Camarillo I G, Linebaugh B E, Rillema J A
Department of Physiology, Wayne State University School of Medicine, Detroit, Michigan 48201, USA.
Proc Soc Exp Biol Med. 1997 Jun;215(2):198-202. doi: 10.3181/00379727-215-44129.
Prolactin (PRL) stimulates mitogenesis and differentiative processes in a variety of cell types. Not all of the molecules involved in PRL signaling, which follows an initial PRL-receptor interaction, have been identified. In the present studies, PRL is shown to stimulate the differential tyrosyl phosphorylation of three isoforms (ERK-1, 2, and 4) of mitogen-activated protein kinases (MAP kinase) in a rat pre-T lymphoma cell line (Nb2). Evidence also suggests that PRL stimulates the tyrosyl phosphorylation of ERK-3, a MAP kinase isoform recently identified. When G1-arrested Nb2 cells are treated with 50 ng/ml oPRL, ERK-1 through 3 become tyrosyl phosphorylated within minutes (an indication of enzyme activation) and then become dephosphorylated within 30 min. Conversely, ERK-4 is rapidly tyrosyl phosphorylated by 5 min, and remains in this state for at least 1 hr.
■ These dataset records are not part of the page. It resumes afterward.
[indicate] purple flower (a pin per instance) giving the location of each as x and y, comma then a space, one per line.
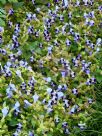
87, 71
11, 12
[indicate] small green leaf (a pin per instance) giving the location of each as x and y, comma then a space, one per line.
2, 22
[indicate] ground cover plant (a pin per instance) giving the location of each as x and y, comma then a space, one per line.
50, 67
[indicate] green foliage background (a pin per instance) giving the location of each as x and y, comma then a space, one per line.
94, 121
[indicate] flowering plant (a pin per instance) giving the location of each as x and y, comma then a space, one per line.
48, 59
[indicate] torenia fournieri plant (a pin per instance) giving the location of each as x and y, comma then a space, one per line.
47, 62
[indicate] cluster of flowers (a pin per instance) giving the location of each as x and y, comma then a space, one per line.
54, 86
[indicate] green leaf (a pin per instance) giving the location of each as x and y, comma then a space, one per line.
12, 1
13, 122
2, 11
17, 5
2, 22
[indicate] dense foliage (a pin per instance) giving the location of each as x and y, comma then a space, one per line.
50, 67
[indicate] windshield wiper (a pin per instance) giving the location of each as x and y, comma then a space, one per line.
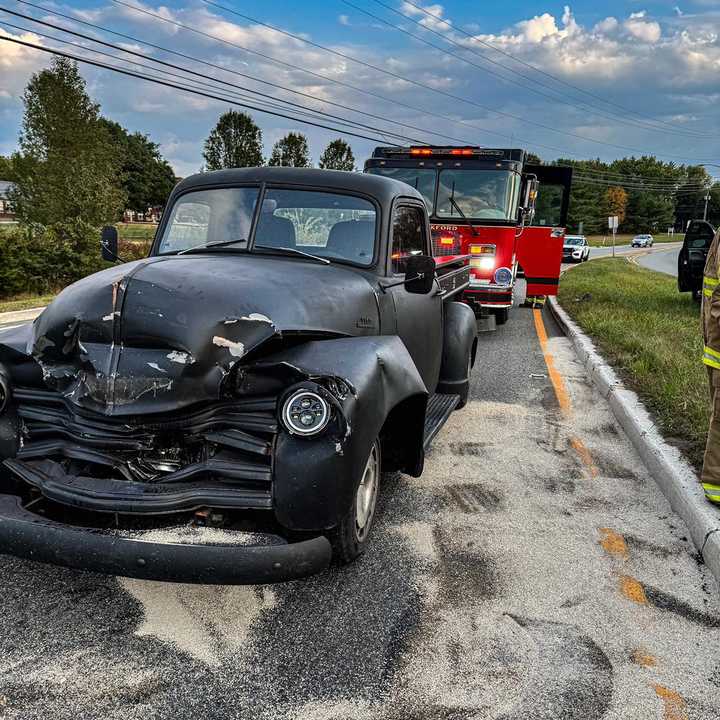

催乳素(PRL)可刺激多种细胞类型的有丝分裂和分化过程。并非所有参与PRL信号传导(其始于最初的PRL-受体相互作用)的分子都已被鉴定出来。在本研究中,PRL被证明可刺激大鼠前T淋巴瘤细胞系(Nb2)中丝裂原活化蛋白激酶(MAP激酶)的三种同工型(ERK-1、2和4)发生差异性酪氨酰磷酸化。证据还表明,PRL可刺激最近鉴定出的一种MAP激酶同工型ERK-3的酪氨酰磷酸化。当用50 ng/ml的oPRL处理处于G1期阻滞的Nb2细胞时,ERK-1至3在数分钟内发生酪氨酰磷酸化(这是酶激活的标志),然后在30分钟内发生去磷酸化。相反,ERK-4在5分钟内迅速发生酪氨酰磷酸化,并至少保持这种状态1小时。